Léon Antoine Lucien Couturier (/fr/; 29 December 1842 in Mâcon - 21 December 1935 in Neuilly-sur-Seine) was a French painter in the naturalistic style, who specialized in maritime and military subjects.

== Biography ==
His father was a merchant. He was originally admitted to the École nationale des beaux-arts de Lyon in 1860, then moved to Paris in 1864 to serve an apprenticeship in the studios of Alexandre Cabanel. In the Franco-Prussian War, he helped defend the barricades during the Siege of Paris. This experience inspired his first series of paintings devoted to military life. A holiday in North Africa inspired a similar series of works devoted to the Colonial Troops.

Beginning in 1880, he devoted himself almost exclusively to painting the ships and sailors of the French Navy, which earned him official recognition. He was appointed a "Peintre de la Marine" ("Painter of the Navy") in 1890 and awarded the Légion d'honneur in 1897. Later, he sketched the French soldiers of World War I. Towards the end of his life, he abandoned naval subjects in favor of fishing and fishermen. He exhibited regularly at the Salon.

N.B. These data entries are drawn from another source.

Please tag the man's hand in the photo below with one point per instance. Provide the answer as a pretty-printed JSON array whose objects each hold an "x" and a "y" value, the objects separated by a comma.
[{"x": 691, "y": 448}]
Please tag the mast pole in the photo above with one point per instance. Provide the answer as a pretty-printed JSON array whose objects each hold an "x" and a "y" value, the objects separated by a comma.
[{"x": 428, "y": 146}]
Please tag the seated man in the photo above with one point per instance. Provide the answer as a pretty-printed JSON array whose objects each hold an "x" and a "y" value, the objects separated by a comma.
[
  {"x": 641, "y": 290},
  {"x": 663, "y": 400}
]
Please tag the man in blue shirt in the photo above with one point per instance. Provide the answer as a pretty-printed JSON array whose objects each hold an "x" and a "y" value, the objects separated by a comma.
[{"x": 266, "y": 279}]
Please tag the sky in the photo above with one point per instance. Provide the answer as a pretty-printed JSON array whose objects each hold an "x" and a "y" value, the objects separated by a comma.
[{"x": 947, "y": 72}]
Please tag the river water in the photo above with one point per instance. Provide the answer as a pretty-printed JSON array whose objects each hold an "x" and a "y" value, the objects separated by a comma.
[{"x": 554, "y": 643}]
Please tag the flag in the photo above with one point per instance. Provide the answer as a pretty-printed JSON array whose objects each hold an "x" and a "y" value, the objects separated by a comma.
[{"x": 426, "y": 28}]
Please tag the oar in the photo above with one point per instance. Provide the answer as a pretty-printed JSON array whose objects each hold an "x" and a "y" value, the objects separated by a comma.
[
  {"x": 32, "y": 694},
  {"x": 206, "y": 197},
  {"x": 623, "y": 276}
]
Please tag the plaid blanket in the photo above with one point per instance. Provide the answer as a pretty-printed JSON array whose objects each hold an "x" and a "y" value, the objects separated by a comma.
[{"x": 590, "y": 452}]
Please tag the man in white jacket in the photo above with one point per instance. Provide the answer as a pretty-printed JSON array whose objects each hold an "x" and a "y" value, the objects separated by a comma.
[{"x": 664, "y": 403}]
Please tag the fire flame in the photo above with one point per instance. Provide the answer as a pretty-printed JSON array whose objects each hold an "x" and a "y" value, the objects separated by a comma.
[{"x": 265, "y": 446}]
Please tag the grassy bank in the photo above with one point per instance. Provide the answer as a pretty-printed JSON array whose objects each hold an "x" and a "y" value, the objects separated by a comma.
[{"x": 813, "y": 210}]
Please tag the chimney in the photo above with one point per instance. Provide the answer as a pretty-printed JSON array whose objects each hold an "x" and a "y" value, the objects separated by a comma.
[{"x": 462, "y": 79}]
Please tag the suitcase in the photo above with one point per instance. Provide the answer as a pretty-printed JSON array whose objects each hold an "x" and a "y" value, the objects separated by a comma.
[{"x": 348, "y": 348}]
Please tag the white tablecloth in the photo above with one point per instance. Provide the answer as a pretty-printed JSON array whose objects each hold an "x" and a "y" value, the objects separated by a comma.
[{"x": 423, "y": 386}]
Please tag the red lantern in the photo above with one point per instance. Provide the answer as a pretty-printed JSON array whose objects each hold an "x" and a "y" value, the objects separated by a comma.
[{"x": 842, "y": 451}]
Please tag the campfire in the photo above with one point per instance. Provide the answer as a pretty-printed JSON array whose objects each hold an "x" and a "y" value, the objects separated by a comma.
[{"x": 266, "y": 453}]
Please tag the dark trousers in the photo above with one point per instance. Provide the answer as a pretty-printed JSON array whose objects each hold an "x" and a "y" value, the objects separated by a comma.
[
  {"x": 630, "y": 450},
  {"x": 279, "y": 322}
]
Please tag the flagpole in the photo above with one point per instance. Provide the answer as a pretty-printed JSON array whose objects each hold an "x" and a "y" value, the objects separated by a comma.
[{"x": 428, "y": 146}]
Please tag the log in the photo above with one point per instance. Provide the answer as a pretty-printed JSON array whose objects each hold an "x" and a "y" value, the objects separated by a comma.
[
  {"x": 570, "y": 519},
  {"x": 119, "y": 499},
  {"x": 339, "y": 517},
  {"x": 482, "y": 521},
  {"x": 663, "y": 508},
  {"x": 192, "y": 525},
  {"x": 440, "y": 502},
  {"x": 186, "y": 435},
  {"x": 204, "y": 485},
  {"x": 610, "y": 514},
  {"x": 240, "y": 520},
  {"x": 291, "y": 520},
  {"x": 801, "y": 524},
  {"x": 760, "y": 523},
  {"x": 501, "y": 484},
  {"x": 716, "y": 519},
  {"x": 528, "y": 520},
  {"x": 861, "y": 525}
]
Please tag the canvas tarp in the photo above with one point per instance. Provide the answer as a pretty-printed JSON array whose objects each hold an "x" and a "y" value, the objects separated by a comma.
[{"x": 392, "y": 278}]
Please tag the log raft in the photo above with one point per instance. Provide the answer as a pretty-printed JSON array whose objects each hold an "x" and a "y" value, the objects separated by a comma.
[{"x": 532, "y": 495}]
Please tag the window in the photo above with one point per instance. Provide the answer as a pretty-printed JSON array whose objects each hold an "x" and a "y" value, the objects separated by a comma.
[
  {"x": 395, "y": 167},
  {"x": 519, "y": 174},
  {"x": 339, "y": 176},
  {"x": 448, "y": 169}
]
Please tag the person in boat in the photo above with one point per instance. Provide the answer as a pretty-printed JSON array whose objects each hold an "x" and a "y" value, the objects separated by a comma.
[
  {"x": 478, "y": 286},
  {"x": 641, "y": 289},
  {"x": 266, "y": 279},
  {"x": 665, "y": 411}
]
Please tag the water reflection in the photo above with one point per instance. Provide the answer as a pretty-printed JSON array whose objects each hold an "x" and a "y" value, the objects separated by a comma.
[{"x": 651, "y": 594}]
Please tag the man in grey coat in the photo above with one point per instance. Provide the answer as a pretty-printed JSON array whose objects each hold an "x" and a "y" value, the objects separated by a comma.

He also worked as an illustrator, contributing to three volumes of poetry by "Yann Nibor" (Jean Albert Robin, 1857-1947), "The Sailor Poet" of Brittany; La Marine Française by the military historian Maurice Loir (1893) and La Guerre Fatale France-Angleterre by "Capitaine Dirant" (Émile Driant, 1900, 2 vols.). Also adept at engraving, he reproduced many of his works to be distributed as lithographs. One of his more unusual projects involved designing menus for the official dinner hosted by President Félix Faure in honor of Tsar Nicholas II and the Tsarina in 1896. Several illustrations in anarchist publications of the 1900s (including Les Temps Nouveaux of Jean Grave) are attributed to him, but that is generally believed to be incorrect, or they were used without permission.